There are people who say that we have bullies and we have victims. The implication of this attitude is that a bully is someone cruel and a victim is someone to be pitied.
While this attitude is accurate to a degree, there is point where the distinction ends. Yes, when a bully aggresses against someone, they are acting with malice for the intent of victimizing another person [note: sweeping generalization]. And an innocent person who has been victimized can feel wounded.
Certainly the coercion of another person, against their will, is NOT acceptable! And we recognize bully behavior in a wide variety of crimes against humanity (theft, assault, rape, etc…) When we are the “victims” of such abuse, we often feel frustrated by the lack of justice, redress and retribution.
But we are not a “VICTIM” until we succumb to the depression that threatens when the abuses done to us have not been punished, and accept their worldview as our own. When we respond to abusive behavior by giving up and accepting the standard of the abuser, we lose our innocence. And we become passive-bullies… better known as “a victim”.
I would like to posit a different paradigm. I maintain that the “bully” and the “victim” are two faces of the same coin… abuser. I say that an abuser is someone who forces another person to give them what they (the abuser) want, against another person’s will.
So far, so good, right? We think of the schoolyard bullies who took our ball away and who pushed into the dirt, taunting us to do something about it. They were generally people who got their growth early, and for whatever reason, they saw an opportunity to feel like a “big dog” by forcing other people to act against their own will and best interests.
It doesn’t matter what they lived with while growing up. Common sense, the world structure, and God all tell us that this kind of behavior is not what we were created to do. Moving on…
As we grow up, experiencing the good and the bad that life allows, we make choices. We choose to “get over it” when someone is cruel, or we choose to “get even”. [Please note that I DO understand the damage that child abuse does to a growing psyche. But even as children we understand right from wrong and we begin, very young, to make the choices that drive our further emotional development.]
Certainly we have heard of the term passive-aggressive, so we are beginning to recognize the negative traits that can exist in the “quiet” person. Most of us have suffered through the abuse of the person who said “yes” when they never once intended to actually DO what they had agreed to do. The passive/aggressive personality doesn’t fight… they just hold back, refusing to engage and refusing to bring clarity to those natural misunderstandings that happen in relationships. [NOTE: this is NOT to say that all quiet people are passive/aggressive!]
Rather than use the terms “bully” and “victim”, I want to propose these categorizations:
passive-bully and aggressive-bully.
I maintain that a “victim” who refuses to get past the abuse is a passive-bully. They are the people who finagle and wheedle and plead and look at us with those “doe eyes” and manage to get whatever they want, against the wishes of the other person.
The passive-bully feels that life “owes” them something and they are going to get all that they can, whenever they can. They manage to make us feel petty and selfish when we have to say “no” to their “demands”.

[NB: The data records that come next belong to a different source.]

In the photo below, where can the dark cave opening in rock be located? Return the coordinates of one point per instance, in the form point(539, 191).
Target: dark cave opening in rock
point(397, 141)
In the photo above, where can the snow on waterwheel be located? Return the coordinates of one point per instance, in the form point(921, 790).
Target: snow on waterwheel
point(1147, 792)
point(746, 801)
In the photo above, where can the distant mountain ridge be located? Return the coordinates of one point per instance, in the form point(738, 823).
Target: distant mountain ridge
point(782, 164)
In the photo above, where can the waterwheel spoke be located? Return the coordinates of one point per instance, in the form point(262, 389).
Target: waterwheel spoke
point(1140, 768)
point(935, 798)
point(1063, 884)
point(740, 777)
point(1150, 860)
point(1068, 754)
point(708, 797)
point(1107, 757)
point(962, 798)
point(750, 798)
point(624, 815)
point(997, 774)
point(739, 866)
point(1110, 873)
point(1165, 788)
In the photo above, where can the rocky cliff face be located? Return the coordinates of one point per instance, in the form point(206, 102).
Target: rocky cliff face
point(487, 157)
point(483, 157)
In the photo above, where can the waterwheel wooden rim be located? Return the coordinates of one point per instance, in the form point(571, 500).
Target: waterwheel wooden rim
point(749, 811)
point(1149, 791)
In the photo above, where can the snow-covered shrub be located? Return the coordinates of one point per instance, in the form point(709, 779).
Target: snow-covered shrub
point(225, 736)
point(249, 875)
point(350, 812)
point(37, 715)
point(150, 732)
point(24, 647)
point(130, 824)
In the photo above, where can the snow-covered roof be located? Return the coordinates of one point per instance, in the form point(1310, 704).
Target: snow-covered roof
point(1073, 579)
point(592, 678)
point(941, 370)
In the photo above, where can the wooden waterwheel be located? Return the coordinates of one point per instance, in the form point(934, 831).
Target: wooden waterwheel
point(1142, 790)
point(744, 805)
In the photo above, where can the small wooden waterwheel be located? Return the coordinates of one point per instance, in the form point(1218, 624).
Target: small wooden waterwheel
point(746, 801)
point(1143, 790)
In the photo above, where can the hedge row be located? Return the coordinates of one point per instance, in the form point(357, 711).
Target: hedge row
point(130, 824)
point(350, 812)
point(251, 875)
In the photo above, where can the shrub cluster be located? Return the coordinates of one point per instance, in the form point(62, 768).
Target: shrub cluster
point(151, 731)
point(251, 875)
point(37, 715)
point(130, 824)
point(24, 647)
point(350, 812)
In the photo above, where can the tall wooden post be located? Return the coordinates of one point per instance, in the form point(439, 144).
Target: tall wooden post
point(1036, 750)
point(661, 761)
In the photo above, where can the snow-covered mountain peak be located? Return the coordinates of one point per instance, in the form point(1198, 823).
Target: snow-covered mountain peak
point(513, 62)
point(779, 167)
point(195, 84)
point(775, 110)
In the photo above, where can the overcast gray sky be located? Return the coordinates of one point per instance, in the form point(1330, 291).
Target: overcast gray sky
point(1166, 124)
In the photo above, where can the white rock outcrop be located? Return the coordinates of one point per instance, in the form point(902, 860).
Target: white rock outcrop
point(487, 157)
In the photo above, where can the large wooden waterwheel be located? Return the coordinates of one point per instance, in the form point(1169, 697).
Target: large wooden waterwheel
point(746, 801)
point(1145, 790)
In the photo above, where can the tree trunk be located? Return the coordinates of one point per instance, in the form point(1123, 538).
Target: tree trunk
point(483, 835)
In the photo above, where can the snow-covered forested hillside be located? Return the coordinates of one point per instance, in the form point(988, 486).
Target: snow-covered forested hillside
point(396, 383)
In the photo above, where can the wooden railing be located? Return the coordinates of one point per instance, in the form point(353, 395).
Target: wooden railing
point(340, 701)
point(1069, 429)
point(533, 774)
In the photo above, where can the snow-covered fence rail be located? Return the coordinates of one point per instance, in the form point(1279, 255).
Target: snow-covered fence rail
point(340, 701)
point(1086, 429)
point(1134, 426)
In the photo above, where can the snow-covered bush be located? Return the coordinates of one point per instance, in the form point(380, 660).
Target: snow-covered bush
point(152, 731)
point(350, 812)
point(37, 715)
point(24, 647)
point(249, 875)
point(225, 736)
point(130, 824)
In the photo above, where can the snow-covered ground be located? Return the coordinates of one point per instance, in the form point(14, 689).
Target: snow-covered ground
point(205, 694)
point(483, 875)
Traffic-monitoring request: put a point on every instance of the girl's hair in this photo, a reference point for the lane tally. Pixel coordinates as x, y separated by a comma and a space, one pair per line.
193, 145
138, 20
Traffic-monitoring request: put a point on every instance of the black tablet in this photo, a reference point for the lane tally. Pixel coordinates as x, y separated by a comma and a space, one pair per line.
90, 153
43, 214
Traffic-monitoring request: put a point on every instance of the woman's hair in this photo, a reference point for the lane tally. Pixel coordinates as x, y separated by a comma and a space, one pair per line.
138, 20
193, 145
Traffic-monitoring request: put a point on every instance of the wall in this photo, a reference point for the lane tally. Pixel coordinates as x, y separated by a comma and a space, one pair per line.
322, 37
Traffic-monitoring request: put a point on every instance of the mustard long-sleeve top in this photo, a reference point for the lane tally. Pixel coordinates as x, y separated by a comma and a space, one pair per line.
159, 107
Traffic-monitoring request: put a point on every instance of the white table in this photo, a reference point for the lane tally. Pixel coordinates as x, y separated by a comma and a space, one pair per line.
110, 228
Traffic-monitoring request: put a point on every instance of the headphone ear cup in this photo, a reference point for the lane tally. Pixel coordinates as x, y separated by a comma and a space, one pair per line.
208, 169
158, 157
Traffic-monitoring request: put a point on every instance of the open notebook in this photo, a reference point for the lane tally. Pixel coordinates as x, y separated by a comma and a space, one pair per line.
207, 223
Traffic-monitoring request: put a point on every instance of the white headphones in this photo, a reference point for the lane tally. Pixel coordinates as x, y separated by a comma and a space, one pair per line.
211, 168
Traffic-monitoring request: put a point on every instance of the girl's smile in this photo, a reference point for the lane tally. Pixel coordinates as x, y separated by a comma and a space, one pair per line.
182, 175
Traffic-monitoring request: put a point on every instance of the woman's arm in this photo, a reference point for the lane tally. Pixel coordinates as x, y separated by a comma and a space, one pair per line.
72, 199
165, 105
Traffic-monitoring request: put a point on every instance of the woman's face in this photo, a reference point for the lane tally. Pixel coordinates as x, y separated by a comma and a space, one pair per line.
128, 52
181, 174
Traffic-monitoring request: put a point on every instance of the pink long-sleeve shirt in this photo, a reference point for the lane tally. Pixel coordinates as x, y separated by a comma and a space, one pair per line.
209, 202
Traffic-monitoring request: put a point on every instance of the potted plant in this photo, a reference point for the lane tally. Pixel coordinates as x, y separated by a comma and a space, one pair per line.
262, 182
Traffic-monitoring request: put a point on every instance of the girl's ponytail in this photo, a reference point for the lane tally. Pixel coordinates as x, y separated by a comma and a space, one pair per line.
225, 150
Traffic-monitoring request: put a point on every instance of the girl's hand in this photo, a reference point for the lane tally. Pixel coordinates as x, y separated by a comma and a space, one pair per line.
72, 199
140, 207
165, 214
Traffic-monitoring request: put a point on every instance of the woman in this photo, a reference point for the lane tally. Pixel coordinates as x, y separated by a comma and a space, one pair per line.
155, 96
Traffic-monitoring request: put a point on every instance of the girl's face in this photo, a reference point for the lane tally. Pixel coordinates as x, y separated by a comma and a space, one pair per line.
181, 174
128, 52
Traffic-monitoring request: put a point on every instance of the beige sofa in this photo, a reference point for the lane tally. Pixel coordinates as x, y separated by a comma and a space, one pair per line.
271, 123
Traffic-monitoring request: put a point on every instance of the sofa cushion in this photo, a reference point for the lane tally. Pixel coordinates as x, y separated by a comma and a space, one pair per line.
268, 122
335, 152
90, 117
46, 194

The passive-bully is quietly angry and bitter. No matter what we give them, they are never satisfied, they are never filled. And because the paucity of their lives and souls is so often between them and the rage they have against God because He didn’t keep them from being abused, WE can never hope to “fix” it.
Of course the answer is forgiveness… first of God and then forgiveness of everyone else they feel has wronged them in their life. But this solution is hard-won.
I know this to be true because I know how hard it was for me. While I was never a passive-bully, I did live with bitterness for many years, from early childhood until my early 30s. God did do a miracle when He delivered me from that dark, airless prison of burning bitterness.
There is truly very little that we can do to help the passive-bully. What we can do is to set reasonable boundaries in our own lives. When the passive-bully in our family or close friend group tries to push past those boundaries, we must remain steadfast.
We don’t have to be strident about it. We only have to say “no” and not explain. We say “no” and mean it. We say it kindly, but firmly. We cannot be swayed by sighs or cries or expressions of impending doom and how WE are going to be the cause of their ruin.
Now, obviously situations are going to vary from one relationship to another and even with the same person there may be times when it would be prudent to accede from time to time. But whatever decision WE make needs to be a decision made in the light of reason and balance and hopefully because we believe it is what God would have us to do.